Recovered sunken treasure could be most valuable yet

Florida exploration company estimates worth in hundreds of millions

May 19, 2007|By Alan Zarembo and Karen Kaplan | Alan Zarembo and Karen Kaplan,Los Angeles Times

Deep-sea treasure hunters said yesterday that they have recovered what could be a record haul of gold and silver coins from a Colonial-era shipwreck - but their failure to provide many details has set off a galleon-sized controversy.

The hunters from Odyssey Marine Exploration Inc., a Tampa, Fla.-based company, said their haul has so far totaled about 17 tons of coins, more than 500,000 in all.

Each coin could bring between a few hundred and several thousand dollars, according to an expert who evaluated some of them at the company's request. The total could reach $500 million dollars, which would make it one of the most valuable sunken treasures ever discovered.

But some experts in nautical archaeology were quick to cast doubt on the value of the booty.

"There is no such thing as $500 million on any wreck in the world," said Robert Marx, a veteran treasure hunter. "Anybody who says so is ... lying."

George Bass, an archaeologist at Texas A&M University who specializes in shipwrecks, said he is skeptical of such early estimates, especially when so little information has been provided. "Very often, it's exaggerated because, of course, they need to get financial backers," he said.

Odyssey Marine Exploration is unusual in the treasure-hunting world. It is a company whose stock is publicly traded on the American Stock Exchange.

Yesterday, its shares, which had been hovering around $4, shot up 80 percent to close at $8.32. It rose to $8.94 in after-hours trading.

Odyssey co-founder Greg Stemm said the company is being "relatively secretive" while it confirms the identity of the ship.

A spokesperson for the company stressed that because it is publicly traded, it can not distort the value of its discovery. "If we were to inflate the value of a find like that, we would be in serious trouble" said Laura Barton, vice president of communications.

Court documents filed by the company say describe a wreck, found last summer 40 miles off the southwestern tip of England, was a 17th-century merchant vessel equipped with cannons. Stemm would neither confirm nor deny that the filings refer to new discovery.

The company announced the find with scant details, explaining that the wreck was found in international waters somewhere in the Atlantic. They code-named the site Black Swan.

They found the treasure using a deep-sea robot equipped with cameras.

The company provided a photograph of hundreds of large white plastic buckets stacked on wooden pallets in a warehouse.

Rare coin expert Nick Bruyer recently traveled to inspect the coins as they were going through the conservation process and declared the size of the find "unprecedented." The coins spanned several decades and were exceptionally well preserved, he said.

The finest specimens "could bring record-breaking prices," said Bruyer, founder of Asset Marketing Services, Inc. in Burnsville, Minn., who has done work for Odyssey in the past.
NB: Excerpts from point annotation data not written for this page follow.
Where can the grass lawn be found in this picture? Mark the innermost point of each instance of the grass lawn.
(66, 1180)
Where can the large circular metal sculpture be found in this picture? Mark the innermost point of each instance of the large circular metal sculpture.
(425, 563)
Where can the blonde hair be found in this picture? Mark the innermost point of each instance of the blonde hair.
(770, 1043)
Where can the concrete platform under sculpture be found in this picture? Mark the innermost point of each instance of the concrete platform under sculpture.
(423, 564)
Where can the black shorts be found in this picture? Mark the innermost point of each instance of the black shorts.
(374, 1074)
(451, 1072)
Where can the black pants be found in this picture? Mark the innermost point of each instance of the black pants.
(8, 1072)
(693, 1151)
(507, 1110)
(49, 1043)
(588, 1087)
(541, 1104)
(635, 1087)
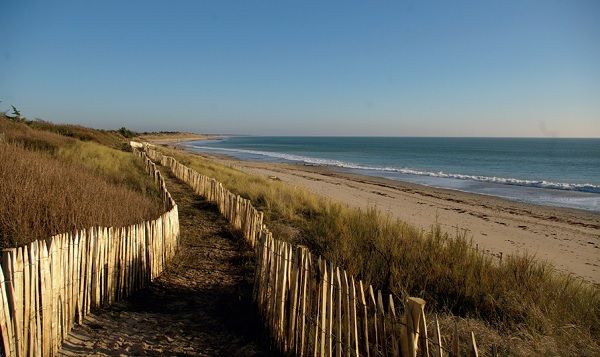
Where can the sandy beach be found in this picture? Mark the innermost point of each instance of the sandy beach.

Bruyer and Stemm refused to give the nationalities of the coins, but Odyssey has begun marketing them on a Web site,

Black Swan could put the company way into the black - and into the record books. The biggest previously reported find was the 1985 discovery of Nuestra Senora de Atocha, a Spanish galleon loaded with gold, silver, gems and jewelry that sank off the coast of Florida in 1622. When it was located by famed treasure hunter Mel Fisher, the value of its cargo was estimated at $400 million.

But that figure is also hazy. Fisher's company is private and has never disclosed how much it has actually brought in, according to Bass, the archaeologist.

"In this business, we all hold our cards pretty close to the chest," said Scott Heimdal, president of RS Operations, a treasure-hunting company based in Peoria, Ill.

Even by those standards, Odyssey is withholding more than usual, critics said. "So much is kept secret it is hard to know what they have," Bass said.

Marx, who has written dozens of books about shipwrecks, said Odyssey could have disclosed a rough location and date of the wreck, and the nationality of the coins to satisfy skeptics without jeopardizing the find.

He also raised the issue of whether competing legal claims for the treasure could emerge.

Alan Zarembo and Karen Kaplan write for the Los Angeles Times.